In June, TruRating gathered real-time data on inflation from thousands of consumers, and here’s what we found. There was a 10% increase in the number of shoppers who said they have started to shop around more before a big purchase and shoppers who have started shopping for groceries with a list. For many shoppers, this is already their reality. Whereas the number of shoppers that could spend more freely is shrinking.

How can retailers reduce the negative impact of high inflation?

  1. Focus on loyalty. Beware of rising churn among your best customers, so if your focus is on prices, keep those prices low; if it is on convenience, maintain your high levels. If it is on service, don’t let it drop due to higher wages or staffing challenges.

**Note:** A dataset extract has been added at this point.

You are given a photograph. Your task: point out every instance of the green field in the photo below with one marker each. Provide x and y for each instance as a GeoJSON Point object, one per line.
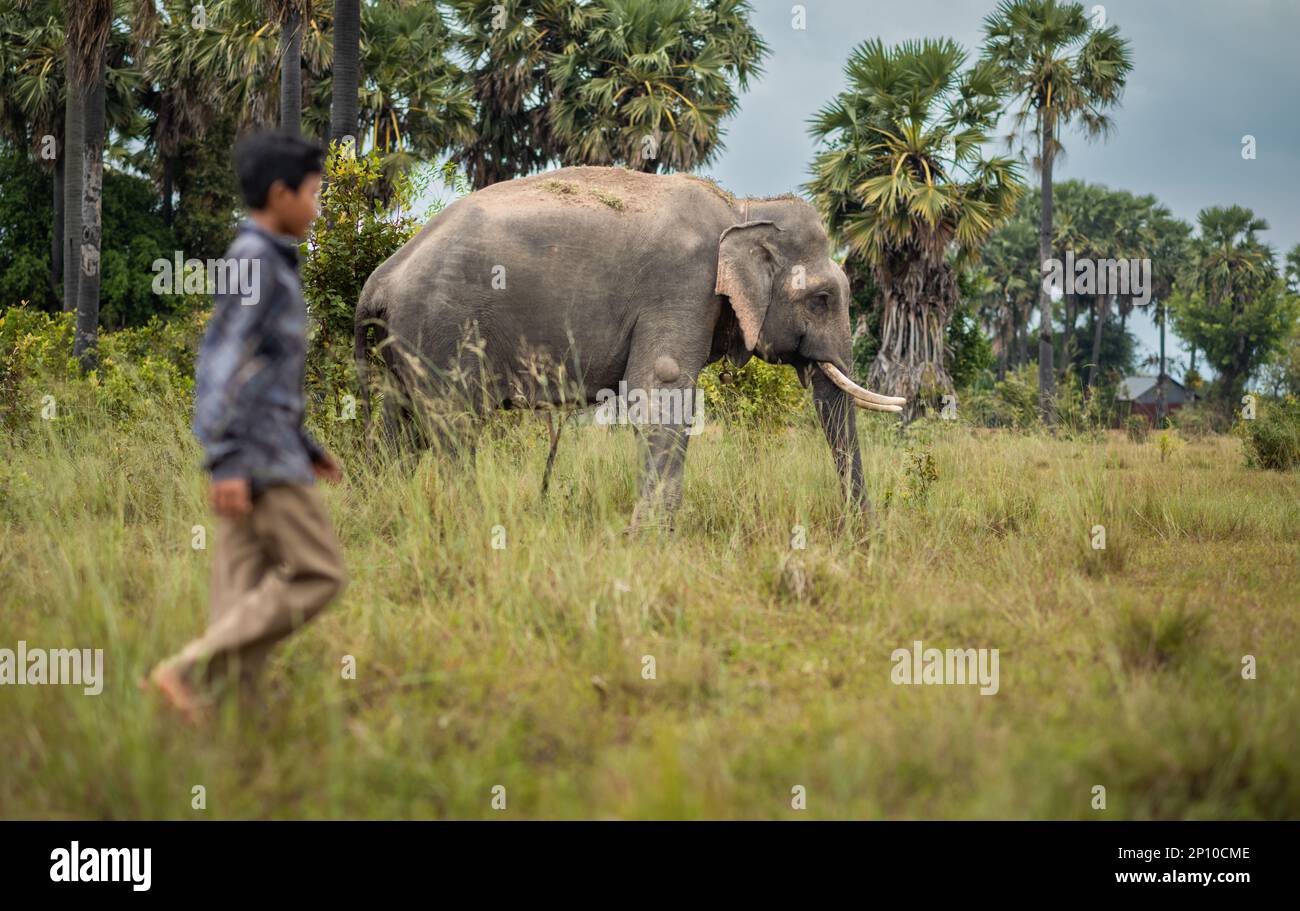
{"type": "Point", "coordinates": [521, 667]}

  2. Seek long-term advantages through short-term initiatives. Use targeted promotions to not only win price-sensitive shoppers but to target growing specific shopper groups. For example, if seasonal center-aisle items are a long-term goal for a grocer, then now is an excellent time to launch to capture the large group of shoppers trying new things. Don’t pull back on long-term gains as you roll out short-term responses to inflation.
  3. Value attributes other than price. Such as eco-friendliness, wellness, and social responsibility. Identifying with the shopper’s own values is a good way to earn respect, do something for the greater good, and build loyalty that adds value and goes far beyond price.
  4. Focus on in-house brands. Not only are in-house brands typically exclusive to a retailer, but they typically offer better profit margins (or at least more controllable profit margins) than national brands. This strategy can work across the board, from grocery to apparel to home improvement. For retailers without a strong in-house brand capability, this is an ideal environment to give it a boost.